The plugin source is hosted at https://github.com/ElNiak/panther-ivy-serena. To install the plugin:

# Clone into the Claude Code plugins directory
git clone https://github.com/ElNiak/panther-ivy-serena.git

Or reference it in the project's .claude/plugins.json configuration.

9. Key Source Files Reference¤

The following files in the panther_ivy submodule and the panther-serena codebase are the primary sources of truth for the knowledge encoded in this plugin's skills and agents.

Protocol Model Architecture¤

File	Content
`protocol-testing/formal_model_analysis.md`	Complete 14-layer architecture analysis, cross-protocol structural comparison, decision matrix for template selection, and protocol category adaptation guides (connection-oriented, pub/sub, routing, real-time, IoT, name resolution, multiplexed transport, VPN/tunneling).

QUIC Specification (Reference Implementation)¤

File	Content
`protocol-testing/quic/README.md`	QUIC specification guide: installation, compilation, testing workflow, implementation notes for picoquic/quant/MinQUIC/Google QUIC.
`protocol-testing/quic/new_requirements_rfc9000.txt`	RFC 9000 requirements extraction with annotations about which requirements are already covered, partially covered, or missing in the formal model.

Template and Scaffolding¤

File	Content
`protocol-testing/new_prot/`	Template directory for new protocols.
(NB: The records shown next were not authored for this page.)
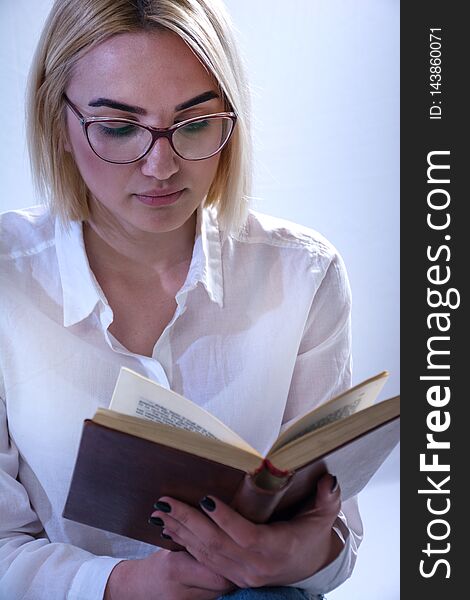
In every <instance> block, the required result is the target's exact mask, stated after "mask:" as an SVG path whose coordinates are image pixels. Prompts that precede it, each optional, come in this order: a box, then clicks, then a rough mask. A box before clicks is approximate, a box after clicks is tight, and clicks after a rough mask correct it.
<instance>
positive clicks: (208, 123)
mask: <svg viewBox="0 0 470 600" xmlns="http://www.w3.org/2000/svg"><path fill="white" fill-rule="evenodd" d="M209 126H210V124H209V121H208V120H207V119H205V120H201V121H193V122H192V123H188V124H187V125H183V127H181V129H180V131H182V132H183V133H189V134H193V133H199V132H200V131H204V130H205V129H207V128H208V127H209Z"/></svg>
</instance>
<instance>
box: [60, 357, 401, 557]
mask: <svg viewBox="0 0 470 600" xmlns="http://www.w3.org/2000/svg"><path fill="white" fill-rule="evenodd" d="M387 377H388V373H387V372H386V371H384V372H382V373H379V374H378V375H376V376H375V377H372V378H370V379H368V380H366V381H363V382H362V383H360V384H359V385H356V386H354V387H353V388H351V389H349V390H347V391H346V392H344V393H342V394H340V395H339V396H336V397H335V398H332V399H331V400H330V401H329V402H327V403H326V404H323V405H321V406H320V407H317V408H315V409H313V410H311V411H310V412H308V413H307V414H305V415H302V416H300V417H299V418H297V419H296V420H295V421H294V422H291V423H289V424H288V425H287V426H286V427H285V428H283V430H282V431H281V433H280V435H279V436H278V438H277V439H276V441H275V442H274V444H273V445H272V446H271V448H270V450H269V451H268V452H267V453H266V455H265V456H262V455H261V454H260V453H259V452H257V451H256V450H255V449H254V448H252V447H251V446H250V445H249V444H248V443H247V442H246V441H245V440H243V439H242V438H241V437H240V436H239V435H237V434H236V433H235V432H234V431H232V430H231V429H229V428H228V427H227V426H226V425H224V424H223V423H222V422H221V421H219V420H218V419H217V418H216V417H214V416H213V415H211V414H210V413H208V412H207V411H205V410H204V409H202V408H201V407H199V406H197V405H196V404H194V403H193V402H191V401H190V400H188V399H186V398H184V397H183V396H181V395H179V394H177V393H175V392H173V391H171V390H168V389H166V388H164V387H163V386H161V385H159V384H158V383H156V382H154V381H152V380H151V379H147V378H146V377H143V376H142V375H139V374H138V373H136V372H134V371H132V370H130V369H126V368H122V369H121V372H120V374H119V377H118V380H117V383H116V387H115V390H114V393H113V396H112V400H111V404H110V407H109V409H101V408H100V409H98V410H97V412H96V414H95V415H94V417H93V419H87V420H86V421H85V423H84V428H83V434H82V439H81V442H80V447H79V451H78V457H77V461H76V464H75V469H74V473H73V477H72V482H71V486H70V490H69V494H68V498H67V502H66V505H65V509H64V513H63V516H64V517H66V518H69V519H72V520H75V521H78V522H81V523H86V524H88V525H92V526H94V527H98V528H101V529H105V530H108V531H112V532H115V533H118V534H121V535H125V536H128V537H131V538H135V539H139V540H142V541H145V542H149V543H152V544H155V545H159V546H164V547H166V548H175V544H174V543H173V542H171V541H166V540H163V539H161V538H160V532H159V531H156V530H158V529H159V528H158V527H155V526H154V525H149V524H148V523H147V519H148V516H149V515H150V513H151V512H152V510H153V509H152V506H153V504H154V502H156V501H157V500H158V498H159V497H160V496H163V495H169V496H172V497H175V498H178V499H180V500H182V501H184V502H188V503H189V504H192V505H194V506H198V502H199V500H200V499H201V498H202V497H203V496H206V495H213V496H216V497H218V498H220V499H222V500H223V501H225V502H227V503H228V504H230V505H231V506H233V507H234V508H235V509H236V510H238V511H239V512H240V513H242V514H243V515H244V516H246V517H247V518H249V519H250V520H252V521H254V522H259V523H260V522H266V521H269V520H274V519H281V518H289V517H290V516H291V515H293V514H295V513H296V512H298V511H299V510H303V509H308V506H309V505H310V504H312V503H313V500H314V490H315V483H316V481H317V479H318V478H319V477H320V476H321V475H322V474H323V473H325V472H326V471H329V472H330V473H332V474H333V475H336V476H337V478H338V480H339V484H340V486H341V493H342V499H343V500H345V499H347V498H349V497H351V496H353V495H355V494H357V493H358V492H359V491H360V490H361V489H362V488H363V487H364V486H365V485H366V483H367V482H368V481H369V479H370V478H371V477H372V475H373V474H374V473H375V472H376V471H377V469H378V468H379V467H380V465H381V464H382V462H383V461H384V460H385V458H386V457H387V456H388V455H389V453H390V452H391V451H392V449H393V448H394V447H395V445H396V444H397V443H398V441H399V414H400V406H399V397H398V396H396V397H394V398H390V399H388V400H384V401H381V402H378V403H375V401H376V399H377V396H378V394H379V393H380V391H381V389H382V387H383V385H384V383H385V381H386V380H387Z"/></svg>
Contains skeleton files: `new_prot_entities/` (endpoint, behavior), `new_prot_shims/` (shim), `new_prot_stack/` (application), `new_prot_utils/` (byte_stream, deser, file, ser, time, type).
`protocol-testing/new_prot/new_prot.md`	Template documentation (minimal, placeholder for protocol-specific documentation).

APT/NACT Lifecycle¤

File	Content
`protocol-testing/apt/apt_lifecycle/attack_life_cycle.ivy`	Master lifecycle composition: includes all 6 stages plus white noise.
`protocol-testing/apt/apt_lifecycle/attack_reconnaissance.ivy`	Stage 1: Passive and active reconnaissance actions (WHOIS, DNS, port scanning).
`protocol-testing/apt/apt_lifecycle/attack_infiltration.ivy`	Stage 2: Initial access exploitation.
`protocol-testing/apt/apt_lifecycle/attack_c2_communication.ivy`	Stage 3: Command and control channel establishment.
`protocol-testing/apt/apt_lifecycle/attack_privilege_escalation.ivy`	Stage 4: Privilege escalation techniques.
`protocol-testing/apt/apt_lifecycle/attack_maintain_persistence.ivy`	Stage 5: Persistence mechanisms.
`protocol-testing/apt/apt_lifecycle/attack_exflitration.ivy`	Stage 6: Data exfiltration.
`protocol-testing/apt/apt_lifecycle/attack_white_noise.ivy`	Distraction traffic generation.

APT Protocol Bindings¤

Directory	Content
`protocol-testing/apt/apt_lifecycle/quic_apt_lifecycle/`	QUIC-specific attack structures: malicious frames, packets, encrypted packets, attack connections, random padding.
`protocol-testing/apt/apt_lifecycle/minip_apt_lifecycle/`	MiniP-specific attack structures.
`protocol-testing/apt/apt_lifecycle/udp_apt_lifecycle/`	UDP-specific malicious datagrams.
`protocol-testing/apt/apt_lifecycle/stream_data_apt_lifecycle/`	Stream data-specific malicious payloads.

APT Entities and Behaviors¤

Directory	Content
`protocol-testing/apt/apt_entities/`	Base attacker entities (attacker, bot, C2 server, target, MIM) and protocol-specific bindings (quic/, minip/, stream_data/, system/).
`protocol-testing/apt/apt_entities_behavior/`	Behavioral constraints for attack entities, organized by protocol.

APT Test Specifications¤

Directory	Content
`protocol-testing/apt/apt_tests/attacker_server_tests/`	Server-targeted attack tests including CVE reproductions (CVE-2024-22588, CVE-2024-22590, CVE-2024-24989, CVE-2024-25678, CVE-2024-25679, CVE-2024-26190, CVE-2022-30591, CVE-2024-22189, CVE-2023-42805).
`protocol-testing/apt/apt_tests/attacker_client_tests/`	Client-targeted attack tests: 0-RTT replay, PSK reflection, version negotiation attacks.
`protocol-testing/apt/apt_tests/mim_tests/`	MIM tests: forwarding, delaying, reflecting, replaying traffic for QUIC, MiniP, Stream Data, System.

NCT Test Specification Example¤

File	Content
`protocol-testing/quic/quic_tests/server_tests/quic_server_test.ivy`	Canonical NCT test example: includes, init blocks, exports, _finalize() pattern.

Serena Tool API¤

File	Content
`/private/tmp/claude-501/panther-serena-clone/src/serena/tools/ivy_tools.py`	Source code for `IvyCheckTool`, `IvyCompileTool`, and `IvyModelInfoTool` with full API signatures, parameter documentation, and implementation details.